By IP forest, we mean the old giant cloud forest that has covered our mountains green throughout the centuries. In the early years of the tribes in the Cordillera, it was covered with thick clouds most times of the day. Those were the years when the ancestral domain boasted of a rich biodiversity inside their homeland; a place where people and numerous species of fauna and flora co-exists – humankind with animal and plant kinds – species and sub-species of birds, fishes, mollusks, algae, trees, grasses, brown deer, wild pigs, fowls and reptiles naturally occurring or had naturally established their populations and colonies in the mountainscapes and valley floors of this rugged mineral rich region.

The Igorot tribes lived in their domains, managed and protected the land and its environment as their forefathers have done through their own indigenous ways of governance. They believed that the land is the foundation and source of all necessary ingredients for living. As such, they are responsible for protecting, preserving and developing the resources of the domain through their own community-based resource conservation and management system (IKSP).

Generally, the IKSPs and customary laws on natural resources seeks to conserve natural resources, provide protection against water and air pollution, prohibit the entrance of intruders who destroy the environment and maintain the ecological balance of the tribal communities.

IKSPs and customary laws being conserved and practiced also offers a way to conserve the rice terraces that anchors highland tourism and allied livelihood industries, even agriculture and inland fisheries downstream.

The key to the updating, monitoring and enforcement of IKSPs and customary laws in our time is an indigenous governance system, run and managed by a council of elders, characterized by collective decision-making, leadership and solidarity.
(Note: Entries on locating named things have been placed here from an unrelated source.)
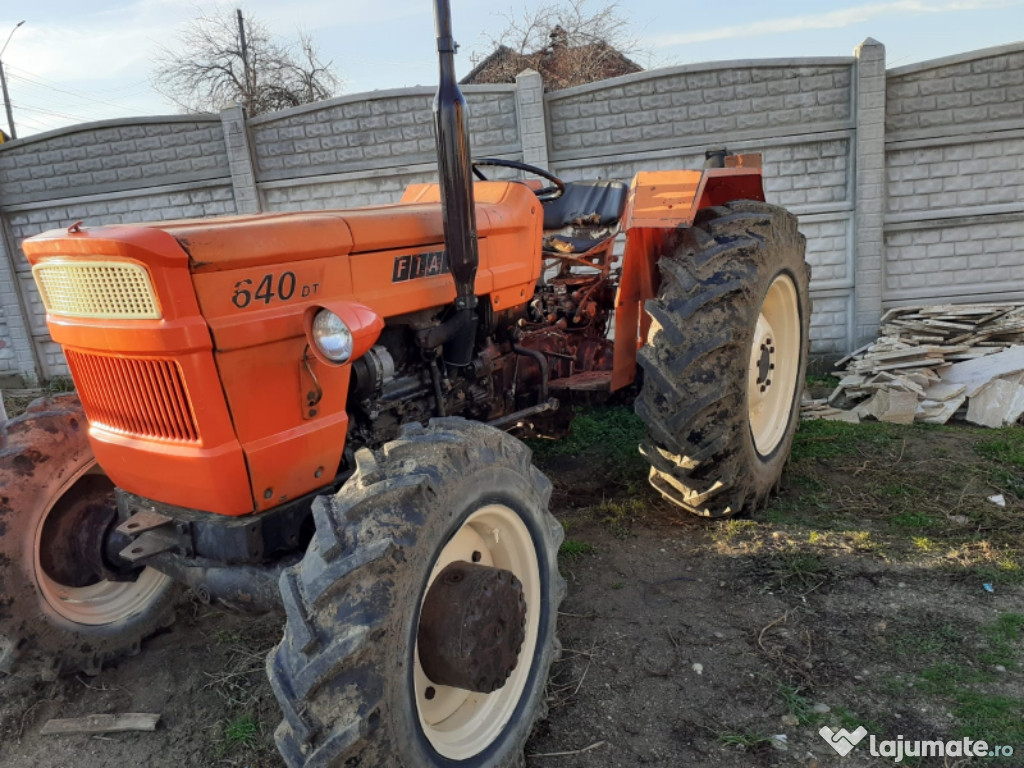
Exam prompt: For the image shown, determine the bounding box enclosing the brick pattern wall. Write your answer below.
[887,137,1024,213]
[885,43,1024,306]
[0,118,229,205]
[250,86,520,181]
[886,216,1024,302]
[886,50,1024,135]
[547,62,852,160]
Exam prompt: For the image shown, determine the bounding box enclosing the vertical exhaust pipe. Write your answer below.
[434,0,480,367]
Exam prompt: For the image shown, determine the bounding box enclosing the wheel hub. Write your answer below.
[39,475,138,588]
[746,274,802,455]
[417,561,526,693]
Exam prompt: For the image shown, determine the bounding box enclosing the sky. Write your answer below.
[0,0,1024,137]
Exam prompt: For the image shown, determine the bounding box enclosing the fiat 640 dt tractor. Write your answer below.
[0,0,810,768]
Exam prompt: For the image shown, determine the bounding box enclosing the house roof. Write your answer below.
[460,27,643,90]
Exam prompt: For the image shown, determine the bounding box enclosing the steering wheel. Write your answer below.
[473,158,565,203]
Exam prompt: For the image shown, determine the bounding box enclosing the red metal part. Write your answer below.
[611,161,765,391]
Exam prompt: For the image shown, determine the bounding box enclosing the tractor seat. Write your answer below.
[544,181,629,230]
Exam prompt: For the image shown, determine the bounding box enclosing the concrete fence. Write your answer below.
[0,39,1024,381]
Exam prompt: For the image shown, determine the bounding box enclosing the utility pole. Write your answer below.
[234,8,253,114]
[0,20,23,138]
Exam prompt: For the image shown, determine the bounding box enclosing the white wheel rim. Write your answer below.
[413,504,541,760]
[746,274,802,456]
[32,462,170,627]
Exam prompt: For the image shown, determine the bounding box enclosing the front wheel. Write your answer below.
[267,419,565,768]
[636,201,811,517]
[0,395,175,678]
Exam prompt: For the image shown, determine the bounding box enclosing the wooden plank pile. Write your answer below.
[804,304,1024,427]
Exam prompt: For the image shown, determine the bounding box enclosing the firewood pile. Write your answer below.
[803,304,1024,427]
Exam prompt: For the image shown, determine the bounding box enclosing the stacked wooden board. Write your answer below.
[803,304,1024,427]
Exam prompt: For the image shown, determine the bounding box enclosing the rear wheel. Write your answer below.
[636,201,810,517]
[267,419,565,768]
[0,395,174,677]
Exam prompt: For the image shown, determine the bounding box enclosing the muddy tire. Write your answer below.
[636,201,811,517]
[267,419,565,768]
[0,395,174,678]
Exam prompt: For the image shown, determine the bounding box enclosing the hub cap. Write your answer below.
[33,462,170,627]
[746,274,802,456]
[413,504,541,760]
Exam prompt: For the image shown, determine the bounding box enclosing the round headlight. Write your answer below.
[312,309,352,362]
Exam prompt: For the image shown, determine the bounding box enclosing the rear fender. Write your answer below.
[611,155,765,391]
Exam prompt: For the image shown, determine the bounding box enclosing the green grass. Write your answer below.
[756,548,835,593]
[217,712,260,758]
[777,684,823,725]
[888,623,963,658]
[558,539,594,560]
[529,406,647,470]
[717,731,771,748]
[889,612,1024,764]
[974,427,1024,467]
[593,496,647,539]
[891,512,937,530]
[792,419,900,462]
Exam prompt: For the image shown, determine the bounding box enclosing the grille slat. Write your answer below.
[65,349,199,442]
[32,260,161,319]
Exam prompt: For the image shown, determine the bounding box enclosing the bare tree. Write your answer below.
[151,11,340,115]
[467,0,642,90]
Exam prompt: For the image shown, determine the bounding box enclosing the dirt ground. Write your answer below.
[0,409,1024,768]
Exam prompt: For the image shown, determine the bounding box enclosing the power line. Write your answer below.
[11,101,95,122]
[8,68,138,109]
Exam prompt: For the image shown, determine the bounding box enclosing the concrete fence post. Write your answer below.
[220,105,263,213]
[854,38,886,346]
[515,70,548,170]
[0,214,46,386]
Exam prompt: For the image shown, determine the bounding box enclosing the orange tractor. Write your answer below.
[0,0,810,768]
In Mountain Province, including the Maeng tribes of Abra, the implementation of tribal governance practices has been so rigid and intensive in holding all members fully committed in the enforcement of customary laws. Outsiders who destroy natural resources are meted punishments and driven away from the territory by tribe members. Up to the 1970’s, a number of the tribes readily fought for their territory, even with government troopers, mining and logging companies whenever necessary in defense of the integrity of their lands.

That was in the past.

Today, there is much discussion and documentation done about IKSPs and customary laws especially during these times of climate change. The successes of these practices are of course, reckoned in the past.

Integrated into the ecological consciousness of the community, IKSPs and customary laws on natural resources as practiced were as essential and relevant to the native’s daily food. Their effectiveness in conserving natural resources and protecting water and air from pollution and the plunder of natural fauna and flora in the Cordillera tribal domains and forests while the tribal elders held the reins of local governance offer a ray of hope for a country that has no land use plan, and losing much of its forest to housing, industrial and commercial uses.

Today can these old IKSPs and customary laws, while being recognized as best practices, be effectively up scaled in the regalian and modern social dynamics, governance systems and ways of the current population of the Cordillera, largely in the hands of local government units (LGUs), religious institutions, groups and associations with their causes and concerns, competing for members and followers in the villages, barangays, and townships of the region?

The follow-up question is, are there people among the current generations of the tribes who are knowledgeable of their IKSPs and customary laws and capable of mainstreaming these in the current local governance and educational systems? Until then, we continue to learn and pay lip service to the IKSPs and customary laws of our ancestors or simply allow these to become myths in our modern consciousness. Still on the subject, are there really bright ideas out there?

Maybe we should ask Engineer Magwilang once more, why he documented the IP cycle of life in his village. He welcomes modernity’s best ideas, practices and rituals but he did not also wish that his being an IP in this part of the globe would be totally lost but improved instead by current stakeholders.